Specialized testing to confirm a diagnosis of SSADH typically includes studies (i.e., quantitative organic acid analysis in an appropriate specialist laboratory) that may detect increased concentrations of 4-hydroxybutyric acid (4-HBA) in urine (i.e., 4-hydroxybutyric aciduria) and testing to confirm deficient activity of the SSADH enzyme in white blood cells (leukocytes) isolated from whole blood. (Note: As mentioned above, increased concentrations of 4-HBA may also be detected in plasma and cerebrospinal fluid. In addition, deficient SSADH activity has also been demonstrated in certain cells other than leukocytes.)

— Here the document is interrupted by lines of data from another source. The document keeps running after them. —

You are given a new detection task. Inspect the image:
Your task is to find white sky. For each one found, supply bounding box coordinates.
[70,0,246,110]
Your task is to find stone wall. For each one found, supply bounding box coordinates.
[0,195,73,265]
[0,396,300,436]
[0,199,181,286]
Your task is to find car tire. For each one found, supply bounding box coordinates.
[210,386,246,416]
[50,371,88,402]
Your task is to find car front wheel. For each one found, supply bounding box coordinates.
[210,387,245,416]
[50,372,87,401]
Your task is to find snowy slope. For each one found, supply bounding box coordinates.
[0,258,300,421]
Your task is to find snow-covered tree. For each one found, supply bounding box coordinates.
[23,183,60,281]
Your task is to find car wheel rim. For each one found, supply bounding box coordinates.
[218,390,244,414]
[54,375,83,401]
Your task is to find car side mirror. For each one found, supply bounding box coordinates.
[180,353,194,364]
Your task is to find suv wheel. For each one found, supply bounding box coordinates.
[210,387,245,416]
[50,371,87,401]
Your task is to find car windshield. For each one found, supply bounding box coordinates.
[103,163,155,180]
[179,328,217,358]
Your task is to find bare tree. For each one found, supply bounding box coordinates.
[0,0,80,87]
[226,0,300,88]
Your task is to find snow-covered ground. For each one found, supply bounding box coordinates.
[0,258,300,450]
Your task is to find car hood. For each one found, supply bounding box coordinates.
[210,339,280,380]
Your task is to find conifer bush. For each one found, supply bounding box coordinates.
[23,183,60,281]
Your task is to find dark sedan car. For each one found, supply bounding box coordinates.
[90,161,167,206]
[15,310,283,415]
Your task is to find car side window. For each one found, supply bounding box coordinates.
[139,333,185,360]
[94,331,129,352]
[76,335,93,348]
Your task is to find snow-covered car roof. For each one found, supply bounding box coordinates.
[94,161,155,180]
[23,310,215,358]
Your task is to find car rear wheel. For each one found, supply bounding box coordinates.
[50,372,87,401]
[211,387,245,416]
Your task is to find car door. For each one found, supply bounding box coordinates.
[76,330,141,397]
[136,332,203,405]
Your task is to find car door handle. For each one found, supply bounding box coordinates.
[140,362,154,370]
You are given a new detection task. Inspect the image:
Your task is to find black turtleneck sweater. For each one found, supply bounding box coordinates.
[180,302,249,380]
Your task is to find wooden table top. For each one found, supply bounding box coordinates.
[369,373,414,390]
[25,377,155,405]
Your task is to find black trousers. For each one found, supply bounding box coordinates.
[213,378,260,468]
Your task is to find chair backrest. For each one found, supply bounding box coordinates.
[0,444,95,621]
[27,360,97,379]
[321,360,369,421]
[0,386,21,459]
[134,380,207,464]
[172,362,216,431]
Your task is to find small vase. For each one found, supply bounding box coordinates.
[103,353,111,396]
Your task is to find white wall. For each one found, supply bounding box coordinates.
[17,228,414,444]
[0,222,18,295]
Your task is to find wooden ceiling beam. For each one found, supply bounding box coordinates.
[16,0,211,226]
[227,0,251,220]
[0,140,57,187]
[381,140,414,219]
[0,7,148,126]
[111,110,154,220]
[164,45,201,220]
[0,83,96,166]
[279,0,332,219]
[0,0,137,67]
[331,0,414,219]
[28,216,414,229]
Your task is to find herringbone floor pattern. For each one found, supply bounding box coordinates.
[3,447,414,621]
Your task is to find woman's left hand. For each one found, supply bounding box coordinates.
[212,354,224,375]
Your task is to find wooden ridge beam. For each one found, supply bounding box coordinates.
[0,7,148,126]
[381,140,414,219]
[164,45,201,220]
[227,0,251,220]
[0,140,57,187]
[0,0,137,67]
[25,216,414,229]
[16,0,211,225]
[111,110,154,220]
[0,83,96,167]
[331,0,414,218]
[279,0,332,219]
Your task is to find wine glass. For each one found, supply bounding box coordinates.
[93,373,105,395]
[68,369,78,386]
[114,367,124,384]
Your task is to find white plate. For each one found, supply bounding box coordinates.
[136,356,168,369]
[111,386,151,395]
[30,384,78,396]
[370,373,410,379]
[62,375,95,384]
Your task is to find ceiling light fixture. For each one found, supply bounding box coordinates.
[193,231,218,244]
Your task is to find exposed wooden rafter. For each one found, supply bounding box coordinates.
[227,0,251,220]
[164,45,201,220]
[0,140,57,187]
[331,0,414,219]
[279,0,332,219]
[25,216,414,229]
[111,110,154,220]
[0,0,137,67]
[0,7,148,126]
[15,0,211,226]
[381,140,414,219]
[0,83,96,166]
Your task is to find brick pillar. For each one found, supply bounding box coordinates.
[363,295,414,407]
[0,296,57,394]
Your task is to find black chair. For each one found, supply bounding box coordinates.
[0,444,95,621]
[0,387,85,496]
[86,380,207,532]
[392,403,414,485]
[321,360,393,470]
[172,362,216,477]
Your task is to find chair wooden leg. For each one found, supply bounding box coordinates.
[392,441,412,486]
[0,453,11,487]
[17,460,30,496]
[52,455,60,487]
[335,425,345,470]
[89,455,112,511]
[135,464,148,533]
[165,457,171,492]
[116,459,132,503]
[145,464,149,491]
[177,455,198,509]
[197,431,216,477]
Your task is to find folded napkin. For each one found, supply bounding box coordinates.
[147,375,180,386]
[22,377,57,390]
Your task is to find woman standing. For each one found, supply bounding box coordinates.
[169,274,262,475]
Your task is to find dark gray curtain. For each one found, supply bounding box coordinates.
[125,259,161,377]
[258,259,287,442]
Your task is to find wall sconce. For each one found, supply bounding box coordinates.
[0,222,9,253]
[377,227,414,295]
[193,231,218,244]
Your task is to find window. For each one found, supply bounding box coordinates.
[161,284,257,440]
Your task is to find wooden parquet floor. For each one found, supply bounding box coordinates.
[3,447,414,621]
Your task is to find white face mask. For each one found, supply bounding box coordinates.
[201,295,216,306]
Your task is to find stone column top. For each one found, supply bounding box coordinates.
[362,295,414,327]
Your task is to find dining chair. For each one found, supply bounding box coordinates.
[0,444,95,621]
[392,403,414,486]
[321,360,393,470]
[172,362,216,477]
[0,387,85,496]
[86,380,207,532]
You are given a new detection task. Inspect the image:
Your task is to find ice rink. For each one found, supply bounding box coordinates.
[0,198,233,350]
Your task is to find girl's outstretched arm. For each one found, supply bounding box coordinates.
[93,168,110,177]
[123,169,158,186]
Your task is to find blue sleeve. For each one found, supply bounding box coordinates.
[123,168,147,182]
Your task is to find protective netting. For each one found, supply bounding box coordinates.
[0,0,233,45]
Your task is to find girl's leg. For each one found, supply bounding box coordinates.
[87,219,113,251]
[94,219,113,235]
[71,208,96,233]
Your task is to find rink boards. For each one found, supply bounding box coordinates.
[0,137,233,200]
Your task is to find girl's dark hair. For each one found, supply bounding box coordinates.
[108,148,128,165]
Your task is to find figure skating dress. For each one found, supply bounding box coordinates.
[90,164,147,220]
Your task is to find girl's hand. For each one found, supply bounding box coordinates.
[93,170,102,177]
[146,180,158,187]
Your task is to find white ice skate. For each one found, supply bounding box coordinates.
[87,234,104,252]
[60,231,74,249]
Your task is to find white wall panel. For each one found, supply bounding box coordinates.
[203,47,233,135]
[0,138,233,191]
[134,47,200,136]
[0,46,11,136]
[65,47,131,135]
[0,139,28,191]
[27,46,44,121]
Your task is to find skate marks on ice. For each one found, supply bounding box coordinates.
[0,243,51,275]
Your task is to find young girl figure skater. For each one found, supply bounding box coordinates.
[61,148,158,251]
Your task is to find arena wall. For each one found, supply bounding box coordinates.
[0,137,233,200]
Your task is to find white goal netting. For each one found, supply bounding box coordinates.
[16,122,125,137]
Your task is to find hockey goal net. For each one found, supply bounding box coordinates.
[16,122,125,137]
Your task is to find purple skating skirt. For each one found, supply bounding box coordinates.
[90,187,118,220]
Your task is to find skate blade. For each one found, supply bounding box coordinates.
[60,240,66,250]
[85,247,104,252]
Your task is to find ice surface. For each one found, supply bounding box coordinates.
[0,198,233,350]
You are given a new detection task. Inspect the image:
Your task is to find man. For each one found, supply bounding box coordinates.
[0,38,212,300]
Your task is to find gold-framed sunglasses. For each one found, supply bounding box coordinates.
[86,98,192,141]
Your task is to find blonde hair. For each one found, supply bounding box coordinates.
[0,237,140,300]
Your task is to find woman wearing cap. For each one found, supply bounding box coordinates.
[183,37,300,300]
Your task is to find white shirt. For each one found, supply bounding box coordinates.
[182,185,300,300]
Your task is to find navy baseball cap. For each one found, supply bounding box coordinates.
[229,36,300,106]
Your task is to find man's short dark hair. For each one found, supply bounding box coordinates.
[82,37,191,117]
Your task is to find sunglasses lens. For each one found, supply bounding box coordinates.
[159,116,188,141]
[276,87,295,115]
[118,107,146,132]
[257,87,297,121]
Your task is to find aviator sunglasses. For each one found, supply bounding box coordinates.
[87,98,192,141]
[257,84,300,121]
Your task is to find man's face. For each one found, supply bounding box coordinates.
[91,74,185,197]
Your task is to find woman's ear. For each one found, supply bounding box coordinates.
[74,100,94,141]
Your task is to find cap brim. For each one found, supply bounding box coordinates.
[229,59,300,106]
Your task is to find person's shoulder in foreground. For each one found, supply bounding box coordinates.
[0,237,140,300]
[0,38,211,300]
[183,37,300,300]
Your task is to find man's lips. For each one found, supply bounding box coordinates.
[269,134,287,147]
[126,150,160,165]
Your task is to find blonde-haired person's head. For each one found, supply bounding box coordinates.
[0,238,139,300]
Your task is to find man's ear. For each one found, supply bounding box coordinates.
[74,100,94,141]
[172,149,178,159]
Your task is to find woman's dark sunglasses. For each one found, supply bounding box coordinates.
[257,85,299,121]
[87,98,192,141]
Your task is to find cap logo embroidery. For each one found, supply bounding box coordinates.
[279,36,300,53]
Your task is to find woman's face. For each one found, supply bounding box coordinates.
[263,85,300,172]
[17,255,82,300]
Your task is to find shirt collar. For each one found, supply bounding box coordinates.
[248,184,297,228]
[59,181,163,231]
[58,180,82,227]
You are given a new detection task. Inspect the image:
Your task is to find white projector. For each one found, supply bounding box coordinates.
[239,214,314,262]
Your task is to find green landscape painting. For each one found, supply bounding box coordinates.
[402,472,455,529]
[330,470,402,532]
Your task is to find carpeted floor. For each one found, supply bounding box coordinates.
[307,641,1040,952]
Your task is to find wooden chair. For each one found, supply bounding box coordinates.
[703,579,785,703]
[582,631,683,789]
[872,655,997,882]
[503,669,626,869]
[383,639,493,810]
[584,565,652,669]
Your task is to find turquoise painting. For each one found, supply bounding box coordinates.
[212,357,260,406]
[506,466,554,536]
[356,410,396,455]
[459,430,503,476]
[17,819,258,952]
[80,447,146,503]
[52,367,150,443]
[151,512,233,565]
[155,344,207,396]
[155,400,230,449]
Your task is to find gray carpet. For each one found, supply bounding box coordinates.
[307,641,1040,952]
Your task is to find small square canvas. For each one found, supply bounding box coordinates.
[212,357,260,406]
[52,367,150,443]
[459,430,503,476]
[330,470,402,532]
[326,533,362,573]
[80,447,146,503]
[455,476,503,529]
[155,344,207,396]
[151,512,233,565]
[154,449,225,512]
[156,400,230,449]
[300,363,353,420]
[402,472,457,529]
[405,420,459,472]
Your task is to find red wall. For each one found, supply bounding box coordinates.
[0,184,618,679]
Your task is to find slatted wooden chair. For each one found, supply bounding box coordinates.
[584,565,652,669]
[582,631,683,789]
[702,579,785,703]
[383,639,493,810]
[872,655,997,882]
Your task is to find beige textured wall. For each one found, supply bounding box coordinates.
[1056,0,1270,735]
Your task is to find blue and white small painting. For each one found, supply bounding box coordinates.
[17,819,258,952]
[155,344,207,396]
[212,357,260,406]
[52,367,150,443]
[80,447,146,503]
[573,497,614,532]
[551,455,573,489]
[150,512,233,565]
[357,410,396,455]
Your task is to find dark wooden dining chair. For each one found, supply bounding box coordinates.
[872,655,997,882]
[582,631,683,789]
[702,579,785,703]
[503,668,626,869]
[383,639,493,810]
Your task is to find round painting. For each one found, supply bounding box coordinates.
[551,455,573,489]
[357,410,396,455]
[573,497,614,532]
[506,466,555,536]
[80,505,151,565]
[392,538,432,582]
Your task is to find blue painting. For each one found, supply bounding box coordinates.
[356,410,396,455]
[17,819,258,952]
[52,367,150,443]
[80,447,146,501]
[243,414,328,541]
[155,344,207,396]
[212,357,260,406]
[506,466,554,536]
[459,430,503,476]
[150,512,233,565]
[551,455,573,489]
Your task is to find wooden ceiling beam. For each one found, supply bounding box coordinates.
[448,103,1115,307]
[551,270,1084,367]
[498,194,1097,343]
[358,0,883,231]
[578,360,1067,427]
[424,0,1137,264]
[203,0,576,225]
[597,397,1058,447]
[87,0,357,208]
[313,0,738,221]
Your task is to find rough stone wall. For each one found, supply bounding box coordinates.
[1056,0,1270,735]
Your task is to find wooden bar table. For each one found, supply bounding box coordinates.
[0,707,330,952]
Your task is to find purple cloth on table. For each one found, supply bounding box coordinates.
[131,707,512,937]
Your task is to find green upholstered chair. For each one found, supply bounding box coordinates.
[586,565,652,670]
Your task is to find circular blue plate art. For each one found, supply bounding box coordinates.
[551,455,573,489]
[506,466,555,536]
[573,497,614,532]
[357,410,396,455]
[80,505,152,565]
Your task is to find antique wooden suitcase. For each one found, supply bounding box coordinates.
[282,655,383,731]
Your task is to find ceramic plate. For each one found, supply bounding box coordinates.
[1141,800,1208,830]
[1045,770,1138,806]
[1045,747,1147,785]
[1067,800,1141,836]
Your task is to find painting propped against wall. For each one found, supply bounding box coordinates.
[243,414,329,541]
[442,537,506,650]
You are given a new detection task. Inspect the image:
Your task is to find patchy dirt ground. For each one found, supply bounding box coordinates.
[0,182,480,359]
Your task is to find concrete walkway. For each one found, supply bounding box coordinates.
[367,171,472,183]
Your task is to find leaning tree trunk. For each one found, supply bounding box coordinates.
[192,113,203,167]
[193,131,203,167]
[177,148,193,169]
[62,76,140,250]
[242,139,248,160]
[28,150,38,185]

ALDH5A1 is the gene that codes for SSADH. Molecular genetic testing to identify bi-allelic mutations (abnormal changes found on both copies of a gene) or deletions in ALDH5A1 is used to make or confirm a diagnosis of SSADH. This testing is usually ordered by the patient’s pediatrician, primary care physician, neurologist or a genetic counselor and can be completed at a number of facilities around the world. However, it is imperative that the testing facility specifically test for ALDH5A1.
SSADH is inherited as an autosomal recessive trait. In recessive trait disorders, the condition does not occur unless an individual inherits one copy of a defective gene for the same trait for SSADH from each parent. With each pregnancy the couple has a 25 chance of this happening.
Likewise, the couple has a 25 percent chance of their children receiving both normal genes for the trait from each parent and would have no symptoms and will not pass the disorder on to their children.
Additionally, the couple has a 50 percent chance of their children being a carrier of the disorder, but will have no SSADH symptoms that we are aware of.